Quarts de finaliste à Londres en 2012, seulement sixièmes du dernier Euro en Pologne et à la recherche d'un titre depuis 2012, les Danois se dirigent vers Rio avec une faim décuplée. Mais aussi, une pression accrue et des soucis à régler.
C'est la nouvelle que redoutait Gudmundur Gudmunsson. En pleine première période du match de préparation face au Brésil (26-26) samedi dernier, son arrière droit Kasper Sondergaard se dirige vers le banc de touche en se tenant la cuisse... Il ne reviendra plus sur le terrain et, lundi, les nouvelles n'étaient pas forcément rassurantes. "Bien sûr que je suis inquiet, Kasper est un joueur très important pour nous" admettait après le match l'entraineur islandais. "Il est touché à la cuisse, juste au dessus du genou. Même avec la possibilité d'échanger, nous n'avons que très peu d'arrières gauchers". Quatorze jours d'arrêt pour une petite déchirure aux ischio-jambiers, tel est le verdict de l'IRM passée en début de semaine. Mais, faute de remplaçant à disposition (Peter Balling, qu'on avait vu à l'Euro, est lui aussi blessé), Sondergaard restera dans le groupe en espérant une guérison plus rapide que prévue.

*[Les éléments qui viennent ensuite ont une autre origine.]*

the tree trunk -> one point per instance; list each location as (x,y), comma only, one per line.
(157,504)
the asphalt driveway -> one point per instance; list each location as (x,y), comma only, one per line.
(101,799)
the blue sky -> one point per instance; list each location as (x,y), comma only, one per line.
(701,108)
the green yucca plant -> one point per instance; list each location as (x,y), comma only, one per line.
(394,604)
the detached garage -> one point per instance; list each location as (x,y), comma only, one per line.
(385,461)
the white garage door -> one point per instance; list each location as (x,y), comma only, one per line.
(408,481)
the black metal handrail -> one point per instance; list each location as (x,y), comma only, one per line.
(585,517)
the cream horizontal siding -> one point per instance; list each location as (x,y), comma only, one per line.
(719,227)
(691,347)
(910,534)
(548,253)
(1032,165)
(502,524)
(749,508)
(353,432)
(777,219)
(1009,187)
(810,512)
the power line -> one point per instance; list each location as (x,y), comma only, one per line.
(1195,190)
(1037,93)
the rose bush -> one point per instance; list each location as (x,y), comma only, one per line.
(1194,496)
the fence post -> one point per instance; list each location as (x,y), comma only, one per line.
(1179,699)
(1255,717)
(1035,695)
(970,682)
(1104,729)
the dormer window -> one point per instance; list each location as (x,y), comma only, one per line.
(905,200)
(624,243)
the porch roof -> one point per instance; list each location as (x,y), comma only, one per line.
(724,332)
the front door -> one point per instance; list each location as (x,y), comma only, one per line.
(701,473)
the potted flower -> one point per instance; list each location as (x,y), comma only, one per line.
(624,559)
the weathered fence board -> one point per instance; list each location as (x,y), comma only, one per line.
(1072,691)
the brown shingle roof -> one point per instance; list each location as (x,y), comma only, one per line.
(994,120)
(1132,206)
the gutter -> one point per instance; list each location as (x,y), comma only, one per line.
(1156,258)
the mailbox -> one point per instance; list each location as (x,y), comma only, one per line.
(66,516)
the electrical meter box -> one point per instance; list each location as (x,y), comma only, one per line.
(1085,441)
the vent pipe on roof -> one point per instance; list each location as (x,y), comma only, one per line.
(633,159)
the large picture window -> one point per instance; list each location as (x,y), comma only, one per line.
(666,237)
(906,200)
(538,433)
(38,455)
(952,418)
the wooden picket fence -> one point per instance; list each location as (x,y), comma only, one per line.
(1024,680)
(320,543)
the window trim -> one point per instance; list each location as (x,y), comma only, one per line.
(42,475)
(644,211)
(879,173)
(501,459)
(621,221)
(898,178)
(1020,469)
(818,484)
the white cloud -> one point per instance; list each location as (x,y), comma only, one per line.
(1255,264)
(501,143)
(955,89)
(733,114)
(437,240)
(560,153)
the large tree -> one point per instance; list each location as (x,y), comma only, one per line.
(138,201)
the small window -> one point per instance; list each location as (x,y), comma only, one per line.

Demi-centre : Mensah, Olsen ou un autre ?
Cette mésaventure n'est que la dernière d'une série qui a commencé au mois de mai et qui s'est poursuivie la semaine passée, avec l'annonce du forfait d'Anders Eggert. Touché au ménisque du genou gauche en quart de finale de Champions League, Rasmus Lauge Schmidt déclarait alors forfait pour les Jeux, plantant involontairement une belle épine dans le pied de son sélectionneur. Privé de son meneur de jeu titulaire, ne pouvant pas compter sur Thomas Mogensen, en retraite internationale, Gudmunsson est obligé de bricoler, avec des résultats assez mitigés pour l'instant. Face au Brésil, il a alterné entre Mads Mensah Larsen et Morten Olsen sur le poste. Le premier, s'il a compilé un top buts de la saison en une seule mi-temps, a parfois oublié de faire jouer ses coéquipiers tandis que l'ancien Raphaëllois s'est montré trop balbutiant, ratant de nombreuses passes. "Cette équipe a des soucis sur la base arrière, et l'absence d'un demi-centre de métier avec une grosse expérience est certainement le principal" analyse Rasmus Boysen, consultant pour le site Nytihaandbold. "Mikkel Hansen a besoin de beaucoup de vitesse dans le jeu, d'une circulation de balle fluide, exactement ce qu'apporte Lauge Schmidt. Mads est un arrière avant tout, avec une grosse capacité à aller au duel et à shooter de loin, moins à l'aise pour libérer les ballons. Morten, lui, va certainement apporter autre chose, mais il s'est mis trop de pression sur ce premier match." La solution ? Sans doute d'alterner entre les deux, quant on sait que le chevelu du PSG peut lui aussi piger en tant que meneur de jeu, et que Michael Damgaard a également quelques cordes à son arc.
Le blues de Lindberg
Si il y a bien un domaine où Gudmundur Gudmunsson a tranché, en revanche, c'est celui de l'aile droite, où il a choisi de reléguer Hans Lindberg, une des figures de l'effectif, au rang de réserviste. Au profit de Lasse Svan Hansen, le Flensburger, moins charismatique mais tout aussi efficace. Et le Berlinois, vainqueur et meilleur buteur de la Champions League 2013, n'a que très moyennement goûté cette décision, au point de s'en ouvrir dans les médias nationaux. "Je suis choqué. Je ne crois pas que j'aurais pu faire quoi que ce soit de différent, et je n'ai pas joué ma carte personnelle" assène-t-il dans l'ekstrabladet. "Je crois que j'ai toujours joué à un bon niveau et que je ne suis pas dans l'équipe pour des raisons tactiques. Mais si vous voulez savoir ce qui s'est dit, allez voir le coach". De toute évidence, à 35 ans, Lindberg s'attendait à d'autres égards. Au pays, on comprend la décision, sans trop la comprendre quand même. "Avec seulement quatorze noms, il est compliqué d'emmener tout le monde, quand on sait les difficultés qu'a la base arrière, Gudmunsson a préféré se donner plus de solutions dans ce secteur" analyse Boysen. "On peut comprendre pourquoi il le fait, mais mettre Hans Lindberg, un nom qui parle vraiment ici, en tant que réserviste, on ne s'y attendait pas."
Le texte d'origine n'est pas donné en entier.